Peuples et institutions

04/08/2017

politique

Signé le 5 mai 1998, l’accord de Nouméa entame un processus de décolonisation progressif de la Nouvelle-Calédonie. Celui-ci prévoit notamment l’organisation d’un référendum d’autodétermination en novembre 2018. Les Calédoniens se prononceront à cette occasion sur l’indépendance ou le maintien du territoire au sein de la République française.

La signature de l’accord entame le transfert des compétences de l’État français vers un ensemble d’institutions propres au POM (Pays d’outre-mer) : le gouvernement calédonien (11 membres), investi du pouvoir exécutif ; le Congrès (54 membres), l’assemblée délibérante ; le Sénat coutumiers (16 membres) ; le Conseil économique, social et environnemental ; et enfin les conseils coutumiers. L’État français est représenté par un haut-commissaire de la République et conserve actuellement les pouvoirs régaliens (justice, ordre public, défense, affaires étrangères et monnaie). Ces derniers ne seront pris en charge par la Nouvelle-Calédonie que si elle se prononce en faveur de l’indépendance.

économie

Croissance : 1,7 % en 2015 (source : ISEE)

Taux de chômage : 14,7 % au recensement de 2014 (source : ISEE)

Principaux clients : Chine (29 %), Japon (13,2 %), Corée du Sud (12,2 %), autres (9,8 %), Australie (9,2 %), Taïwan (7,9 %), France (7,2 %), Union européenne (hors France) (6,4 %), États-Unis (2,8 %), Afrique du Sud (2,3 %) (source : direction générale des outre-mer, mai 2017)

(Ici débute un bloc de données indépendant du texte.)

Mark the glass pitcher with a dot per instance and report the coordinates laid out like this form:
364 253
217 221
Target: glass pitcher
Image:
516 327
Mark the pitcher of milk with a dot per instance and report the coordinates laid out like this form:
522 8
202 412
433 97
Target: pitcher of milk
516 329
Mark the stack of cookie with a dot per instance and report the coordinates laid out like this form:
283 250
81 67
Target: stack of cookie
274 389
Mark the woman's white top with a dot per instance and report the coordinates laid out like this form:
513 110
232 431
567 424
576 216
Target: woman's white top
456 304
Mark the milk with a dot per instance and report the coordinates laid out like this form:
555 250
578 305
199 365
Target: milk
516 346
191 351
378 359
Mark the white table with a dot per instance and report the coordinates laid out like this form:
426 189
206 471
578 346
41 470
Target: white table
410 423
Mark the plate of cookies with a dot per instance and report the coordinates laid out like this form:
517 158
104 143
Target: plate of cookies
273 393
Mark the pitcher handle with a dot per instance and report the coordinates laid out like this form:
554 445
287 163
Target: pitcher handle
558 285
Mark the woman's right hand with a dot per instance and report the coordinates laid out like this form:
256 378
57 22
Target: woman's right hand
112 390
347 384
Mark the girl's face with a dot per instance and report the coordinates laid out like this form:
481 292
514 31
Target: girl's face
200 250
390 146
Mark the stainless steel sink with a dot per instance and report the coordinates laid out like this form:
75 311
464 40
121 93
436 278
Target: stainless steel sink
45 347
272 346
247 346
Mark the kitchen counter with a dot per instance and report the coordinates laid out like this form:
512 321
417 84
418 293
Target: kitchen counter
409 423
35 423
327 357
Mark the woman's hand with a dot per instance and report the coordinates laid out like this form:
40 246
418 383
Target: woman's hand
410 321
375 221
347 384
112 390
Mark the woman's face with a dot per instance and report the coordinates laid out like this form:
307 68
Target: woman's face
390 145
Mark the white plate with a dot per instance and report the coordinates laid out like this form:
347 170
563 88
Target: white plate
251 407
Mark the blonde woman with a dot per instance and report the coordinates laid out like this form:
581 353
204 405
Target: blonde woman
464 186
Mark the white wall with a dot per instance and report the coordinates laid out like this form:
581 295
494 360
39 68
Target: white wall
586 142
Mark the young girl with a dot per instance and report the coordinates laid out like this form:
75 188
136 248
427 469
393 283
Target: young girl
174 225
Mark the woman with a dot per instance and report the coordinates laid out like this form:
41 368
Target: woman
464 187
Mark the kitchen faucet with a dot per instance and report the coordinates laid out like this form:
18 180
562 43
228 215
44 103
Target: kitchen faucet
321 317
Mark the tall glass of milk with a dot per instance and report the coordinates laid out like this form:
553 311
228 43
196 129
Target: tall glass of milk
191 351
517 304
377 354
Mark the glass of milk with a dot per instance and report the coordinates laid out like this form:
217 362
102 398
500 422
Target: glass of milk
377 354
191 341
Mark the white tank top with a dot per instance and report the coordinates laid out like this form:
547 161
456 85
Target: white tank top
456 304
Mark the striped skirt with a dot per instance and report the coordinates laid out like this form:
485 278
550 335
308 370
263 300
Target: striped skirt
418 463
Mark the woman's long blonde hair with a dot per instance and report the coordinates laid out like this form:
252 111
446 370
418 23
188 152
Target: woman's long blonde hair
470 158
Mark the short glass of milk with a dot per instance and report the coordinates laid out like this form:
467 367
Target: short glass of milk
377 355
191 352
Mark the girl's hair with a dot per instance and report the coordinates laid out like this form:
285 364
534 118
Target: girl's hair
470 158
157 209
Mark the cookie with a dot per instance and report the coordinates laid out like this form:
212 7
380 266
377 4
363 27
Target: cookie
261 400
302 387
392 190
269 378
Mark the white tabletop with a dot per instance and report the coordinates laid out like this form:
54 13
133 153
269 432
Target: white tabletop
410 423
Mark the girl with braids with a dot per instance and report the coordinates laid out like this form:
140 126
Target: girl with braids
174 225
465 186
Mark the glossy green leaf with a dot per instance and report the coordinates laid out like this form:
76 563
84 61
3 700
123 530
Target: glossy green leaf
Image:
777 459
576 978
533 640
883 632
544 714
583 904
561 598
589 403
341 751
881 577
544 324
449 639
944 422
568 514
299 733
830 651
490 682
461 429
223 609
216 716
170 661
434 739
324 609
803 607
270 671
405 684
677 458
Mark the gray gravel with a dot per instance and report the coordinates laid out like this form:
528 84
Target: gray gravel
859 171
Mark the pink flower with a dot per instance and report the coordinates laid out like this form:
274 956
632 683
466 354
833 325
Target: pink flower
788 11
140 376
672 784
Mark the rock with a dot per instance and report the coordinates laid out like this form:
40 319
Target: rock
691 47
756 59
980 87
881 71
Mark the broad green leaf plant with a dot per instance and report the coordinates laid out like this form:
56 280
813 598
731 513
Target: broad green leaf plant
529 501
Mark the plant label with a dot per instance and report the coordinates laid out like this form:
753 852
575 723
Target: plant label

La Nouvelle-Calédonie possède 25 % des réserves mondiales de nickel et pèse pour 9 % de la production mondiale. Première industrie du territoire, l’extraction du minerai argenté représente également un secteur à fort potentiel de développement. Au début des années 1970, le nickel contribuait à hauteur de 30 % au PIB du territoire. L’archipel calédonien est extrêmement dépendant de l’exploitation du nickel, elle-même tributaire des caprices du marché mondial. Le secteur a ainsi connu plusieurs crises et quatre grands « booms », le plus récent remontant à 2007.

Le tissu industriel de l’archipel calédonien se compose principale de PMI, notamment dans les secteurs de la construction et de l’agroalimentaire. La majorité des entreprises sont situées à Nouméa ou à proximité. L’agriculture s’organise traditionnellement autour de cultures vivrières en tribus (vanille, café, agrumes, bananes, squash…) et des élevages extensifs sur la côte ouest de la Grande Terre (bœufs, cerfs, volailles). La pêche hauturière tend à se développer, avec notamment des exportations de thon au Japon. L’aquaculture est également vivace avec une production importante de crevettes tropicales qui s’est imposée comme le second pôle d’exportation.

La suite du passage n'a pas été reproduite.